Recent studies of disease burden have demonstrated the importance of psychological disorders. For instance, depression was the fourth leading cause of disease burden, accounting for 4.4% of total disability adjusted life years in the world in 2000 [1]. The 12-item General Health Questionnaire (GHQ-12) has been widely used in many countries for detecting psychological morbidity. Some major national studies such as the British Household Panel Survey (BHPS) also employ this instrument [2]. Calibration of this instrument may therefore contribute significantly to a large community of researchers.

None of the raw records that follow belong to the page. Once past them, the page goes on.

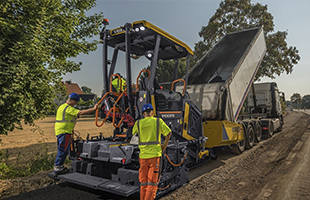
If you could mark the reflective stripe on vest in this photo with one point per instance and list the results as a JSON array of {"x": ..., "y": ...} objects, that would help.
[
  {"x": 64, "y": 115},
  {"x": 157, "y": 135},
  {"x": 148, "y": 183}
]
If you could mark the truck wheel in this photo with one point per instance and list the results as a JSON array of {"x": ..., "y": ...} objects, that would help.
[
  {"x": 240, "y": 146},
  {"x": 258, "y": 132},
  {"x": 270, "y": 130},
  {"x": 281, "y": 125},
  {"x": 250, "y": 137}
]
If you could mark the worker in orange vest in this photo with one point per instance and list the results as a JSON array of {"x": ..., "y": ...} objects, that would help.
[{"x": 149, "y": 131}]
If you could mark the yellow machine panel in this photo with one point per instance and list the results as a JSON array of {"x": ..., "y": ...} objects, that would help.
[{"x": 221, "y": 133}]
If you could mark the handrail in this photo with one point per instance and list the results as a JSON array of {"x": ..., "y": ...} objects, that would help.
[
  {"x": 172, "y": 85},
  {"x": 143, "y": 70},
  {"x": 113, "y": 108}
]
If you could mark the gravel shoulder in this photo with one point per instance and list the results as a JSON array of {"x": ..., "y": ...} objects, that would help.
[{"x": 264, "y": 172}]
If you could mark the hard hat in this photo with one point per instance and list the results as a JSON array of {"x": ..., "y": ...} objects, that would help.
[
  {"x": 146, "y": 107},
  {"x": 74, "y": 96}
]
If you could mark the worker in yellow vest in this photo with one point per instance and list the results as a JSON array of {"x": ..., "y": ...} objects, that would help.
[
  {"x": 117, "y": 85},
  {"x": 65, "y": 121},
  {"x": 149, "y": 132}
]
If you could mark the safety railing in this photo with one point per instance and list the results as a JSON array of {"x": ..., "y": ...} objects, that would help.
[{"x": 184, "y": 85}]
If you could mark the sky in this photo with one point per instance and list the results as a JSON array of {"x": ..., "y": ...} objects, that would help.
[{"x": 184, "y": 19}]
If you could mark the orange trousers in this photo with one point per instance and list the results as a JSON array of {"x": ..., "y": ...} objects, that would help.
[{"x": 148, "y": 177}]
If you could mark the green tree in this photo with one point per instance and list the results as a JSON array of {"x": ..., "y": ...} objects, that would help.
[
  {"x": 296, "y": 100},
  {"x": 306, "y": 101},
  {"x": 234, "y": 15},
  {"x": 36, "y": 40},
  {"x": 86, "y": 90}
]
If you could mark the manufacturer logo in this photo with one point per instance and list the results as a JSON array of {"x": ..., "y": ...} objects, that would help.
[{"x": 117, "y": 158}]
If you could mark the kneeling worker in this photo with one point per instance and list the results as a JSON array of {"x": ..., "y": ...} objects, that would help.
[
  {"x": 65, "y": 121},
  {"x": 149, "y": 130}
]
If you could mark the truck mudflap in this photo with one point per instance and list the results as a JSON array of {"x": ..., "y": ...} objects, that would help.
[{"x": 97, "y": 183}]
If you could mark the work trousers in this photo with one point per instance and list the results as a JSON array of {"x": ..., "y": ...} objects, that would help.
[
  {"x": 148, "y": 177},
  {"x": 63, "y": 144}
]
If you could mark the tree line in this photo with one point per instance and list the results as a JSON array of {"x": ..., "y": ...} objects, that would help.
[{"x": 38, "y": 37}]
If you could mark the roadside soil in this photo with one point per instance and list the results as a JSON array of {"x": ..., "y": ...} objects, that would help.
[{"x": 276, "y": 168}]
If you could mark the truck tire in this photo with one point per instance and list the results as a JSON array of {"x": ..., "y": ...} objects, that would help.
[
  {"x": 240, "y": 146},
  {"x": 270, "y": 130},
  {"x": 258, "y": 132},
  {"x": 250, "y": 137},
  {"x": 282, "y": 122}
]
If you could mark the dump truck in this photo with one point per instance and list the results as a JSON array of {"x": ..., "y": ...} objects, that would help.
[
  {"x": 202, "y": 108},
  {"x": 220, "y": 84}
]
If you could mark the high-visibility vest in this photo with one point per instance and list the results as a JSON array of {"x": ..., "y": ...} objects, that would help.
[
  {"x": 116, "y": 84},
  {"x": 149, "y": 143},
  {"x": 65, "y": 119}
]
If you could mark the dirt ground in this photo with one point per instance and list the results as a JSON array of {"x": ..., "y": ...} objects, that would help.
[{"x": 276, "y": 168}]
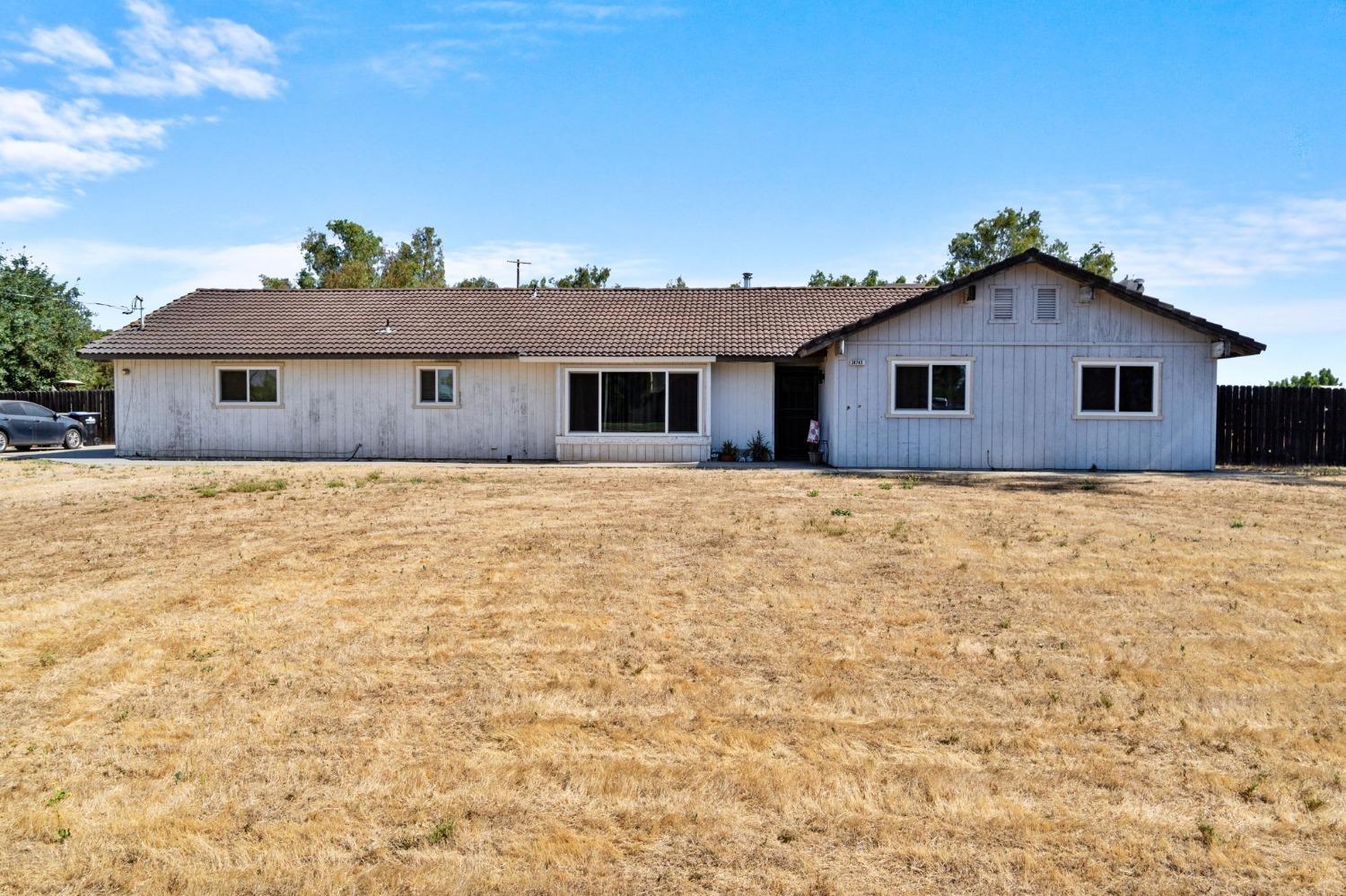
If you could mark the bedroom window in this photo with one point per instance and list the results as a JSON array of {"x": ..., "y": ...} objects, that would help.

While the longer versions of the GHQ are normally considered multidimensional, the GHQ-12 is often regarded as measuring only a single dimension of psychological health. For example, Corti [3] analyzed the GHQ-12 data in the BHPS and maintained that the high Cronbach's alpha value indicated the unidimensionality of this instrument. However, several authors suggested that the GHQ-12 contained two or three clinically meaningful factors. Using principal component analysis, Politi et al. [4] identified two factors: general dysphoria and social dysfunction. Andrich and van Schoubroeck [5] suggested that the positively worded items formed one factor and the negatively worded items formed another. Graetz [6], Martin [7] and Worsely and Gribbin [8] proposed three different 3-factor models. In a multi-centre study, although considerable between-centre variation was found, the final solution tended to have either two or three factors [9].

Using confirmatory factor analysis (CFA) to analyze the BHPS data, Cheung [10] compared various models and found that the 3-factor model proposed by Graetz [6] gave the best fit. The factors are anxiety and depression (4 items), social dysfunction (6 items), and loss of confidence (2 items). In a study of employees in New Zealand, Kalliath et al [11] also employed CFA to compare various models. They also found that Graetz's 3-factor model gave better goodness-of-fit than the others. However, they maintained that none of the models they examined gave a sufficient level of goodness-of-fit. Hence they modified the instrument to propose a short (8-item) version of GHQ. In a study of college students and young adolescents in Australia, French and Tait [12] found that Graetz's model not only fitted the data better than other models, but also satisfactorily achieved some fit indices targets such as Comparative Fit Index > 0.95. In a study of a rural population in Australia [13], the model of Worsely and Gribbin fitted best and that of Graetz was second best.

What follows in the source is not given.